Downloading data set using URL: `read.csv("dataset.csv")`

Downloading via link: [click this link](dataset.csv)

Just adding a dummy question: Enter the number 1 ##ANSWER1##


Meta-information
================
extype: cloze
exclozetype: num
exsolution: 1

extitle: Testing dataset download using URL
exsection: Testing dataset download using URL

The screenshot below shows how the resulting question looks when exported into Moodle:

Data Set  Question MWE

When one tries to read the CSV file into R by reading directly from the plug-in file URL (e.g. by entering read.csv("https://moodlestack.otago.ac.nz/pluginfile.php/2497/question/questiontext/21614/1/129512/dataset.csv"), in this example), what's read into R is HTML code (I think the instructions for downloading the file when a link to it is clicked). I've included below the first few lines of it.

CSV HTML

What we're obviously wanting is for only the CSV file data to be read in after entering read.csv(URL). Is this going to be possible?

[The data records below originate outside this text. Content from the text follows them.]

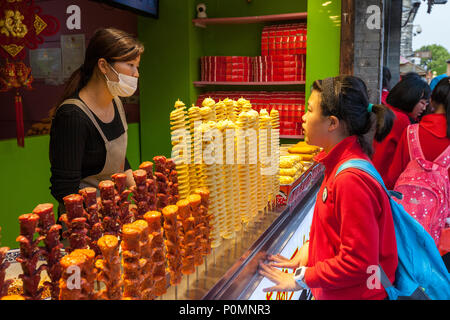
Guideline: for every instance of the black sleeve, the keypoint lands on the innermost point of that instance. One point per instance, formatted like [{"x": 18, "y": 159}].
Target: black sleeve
[
  {"x": 127, "y": 165},
  {"x": 67, "y": 144}
]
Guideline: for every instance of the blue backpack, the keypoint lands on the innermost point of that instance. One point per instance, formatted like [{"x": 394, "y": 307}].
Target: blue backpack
[{"x": 421, "y": 273}]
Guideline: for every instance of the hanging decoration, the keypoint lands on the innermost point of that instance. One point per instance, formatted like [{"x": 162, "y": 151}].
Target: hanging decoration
[{"x": 22, "y": 26}]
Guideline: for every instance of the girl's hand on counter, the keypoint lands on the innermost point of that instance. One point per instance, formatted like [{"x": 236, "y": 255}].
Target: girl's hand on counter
[
  {"x": 299, "y": 260},
  {"x": 283, "y": 281}
]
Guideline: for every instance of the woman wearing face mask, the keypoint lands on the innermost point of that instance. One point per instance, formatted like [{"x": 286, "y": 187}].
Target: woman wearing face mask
[
  {"x": 434, "y": 133},
  {"x": 352, "y": 228},
  {"x": 408, "y": 100},
  {"x": 88, "y": 137}
]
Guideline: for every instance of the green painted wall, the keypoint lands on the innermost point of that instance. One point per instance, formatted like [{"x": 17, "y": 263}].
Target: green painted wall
[
  {"x": 26, "y": 179},
  {"x": 324, "y": 41},
  {"x": 174, "y": 46},
  {"x": 169, "y": 66}
]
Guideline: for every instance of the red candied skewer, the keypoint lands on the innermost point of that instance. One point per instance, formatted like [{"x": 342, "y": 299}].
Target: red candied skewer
[
  {"x": 122, "y": 193},
  {"x": 108, "y": 208},
  {"x": 173, "y": 182},
  {"x": 95, "y": 231},
  {"x": 76, "y": 222},
  {"x": 162, "y": 182},
  {"x": 29, "y": 256},
  {"x": 140, "y": 194},
  {"x": 4, "y": 285},
  {"x": 53, "y": 246},
  {"x": 151, "y": 184}
]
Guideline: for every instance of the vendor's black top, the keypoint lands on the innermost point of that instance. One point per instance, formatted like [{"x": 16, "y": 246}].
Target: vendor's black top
[{"x": 77, "y": 149}]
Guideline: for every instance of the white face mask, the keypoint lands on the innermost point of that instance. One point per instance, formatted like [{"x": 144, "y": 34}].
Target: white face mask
[{"x": 126, "y": 86}]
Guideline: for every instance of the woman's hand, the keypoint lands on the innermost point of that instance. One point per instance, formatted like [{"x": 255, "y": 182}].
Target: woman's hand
[
  {"x": 283, "y": 281},
  {"x": 299, "y": 260},
  {"x": 130, "y": 179}
]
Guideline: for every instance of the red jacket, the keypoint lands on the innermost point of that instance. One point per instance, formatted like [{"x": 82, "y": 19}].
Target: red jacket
[
  {"x": 351, "y": 230},
  {"x": 433, "y": 140},
  {"x": 384, "y": 94},
  {"x": 384, "y": 151}
]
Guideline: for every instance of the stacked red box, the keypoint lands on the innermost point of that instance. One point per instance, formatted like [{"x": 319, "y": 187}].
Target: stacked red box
[
  {"x": 280, "y": 68},
  {"x": 230, "y": 69},
  {"x": 284, "y": 39},
  {"x": 290, "y": 104}
]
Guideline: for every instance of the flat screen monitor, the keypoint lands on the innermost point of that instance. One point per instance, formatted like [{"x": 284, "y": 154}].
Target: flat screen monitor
[{"x": 147, "y": 8}]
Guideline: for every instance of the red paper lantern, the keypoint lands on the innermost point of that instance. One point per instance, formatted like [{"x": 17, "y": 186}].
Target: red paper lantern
[{"x": 22, "y": 25}]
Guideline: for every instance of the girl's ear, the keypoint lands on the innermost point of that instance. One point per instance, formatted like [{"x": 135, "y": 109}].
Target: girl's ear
[
  {"x": 102, "y": 65},
  {"x": 334, "y": 123}
]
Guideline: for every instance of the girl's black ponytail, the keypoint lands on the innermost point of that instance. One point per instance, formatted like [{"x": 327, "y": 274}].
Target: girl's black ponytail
[
  {"x": 346, "y": 98},
  {"x": 441, "y": 96}
]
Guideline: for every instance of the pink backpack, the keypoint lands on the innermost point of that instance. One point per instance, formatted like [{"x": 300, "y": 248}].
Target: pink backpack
[{"x": 425, "y": 186}]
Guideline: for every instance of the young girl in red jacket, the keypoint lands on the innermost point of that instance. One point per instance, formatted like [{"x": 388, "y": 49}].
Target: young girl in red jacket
[
  {"x": 408, "y": 100},
  {"x": 434, "y": 133},
  {"x": 434, "y": 137},
  {"x": 352, "y": 231}
]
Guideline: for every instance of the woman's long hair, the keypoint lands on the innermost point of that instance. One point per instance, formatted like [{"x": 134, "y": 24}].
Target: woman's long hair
[
  {"x": 441, "y": 95},
  {"x": 109, "y": 43}
]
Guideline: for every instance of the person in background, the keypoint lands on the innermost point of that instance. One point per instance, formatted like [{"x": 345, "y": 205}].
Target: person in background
[
  {"x": 352, "y": 227},
  {"x": 434, "y": 137},
  {"x": 408, "y": 99},
  {"x": 88, "y": 136},
  {"x": 386, "y": 84}
]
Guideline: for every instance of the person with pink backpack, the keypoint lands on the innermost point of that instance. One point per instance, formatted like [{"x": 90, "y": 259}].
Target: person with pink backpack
[{"x": 420, "y": 169}]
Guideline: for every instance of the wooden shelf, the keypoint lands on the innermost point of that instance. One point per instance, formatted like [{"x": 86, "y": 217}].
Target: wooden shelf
[
  {"x": 254, "y": 19},
  {"x": 292, "y": 137},
  {"x": 230, "y": 83}
]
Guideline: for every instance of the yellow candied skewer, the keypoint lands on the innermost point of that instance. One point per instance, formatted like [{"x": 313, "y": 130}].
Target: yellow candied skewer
[
  {"x": 238, "y": 107},
  {"x": 220, "y": 109},
  {"x": 229, "y": 107},
  {"x": 210, "y": 169},
  {"x": 243, "y": 166},
  {"x": 275, "y": 122},
  {"x": 210, "y": 103},
  {"x": 195, "y": 169},
  {"x": 178, "y": 123},
  {"x": 255, "y": 177},
  {"x": 229, "y": 209},
  {"x": 264, "y": 141}
]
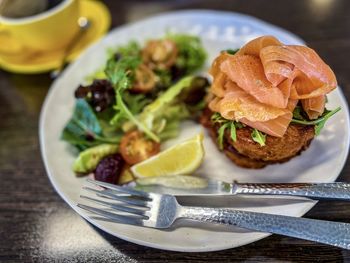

P.S. The reason for wanting this is that many of our 100-level students find the steps involved in reading a file into R to be difficult (most of our students have very limited quantitative and computer skills). We make them read files in the standard way in our assignments, but in the test where there's a higher grade, it'd be good if they didn't lose many the marks simply from not being able to read a file in (or being unable to fix errors that arise when doing so).


Solution

  • To access the data, you need to be logged in to Moodle. When accessing the CSV file using read.csv(URL), even if you're logged into Moodle on your browser, R fetches the data from the URL directly itself. You therefore need to provide your log in details to R's request to access the URL.
    This would be more complicated for a student than just learning how to download the file, save it to a working directory, and read it into R from there.
    Therefore, using read.csv(URL) will make it (much!) more complicated.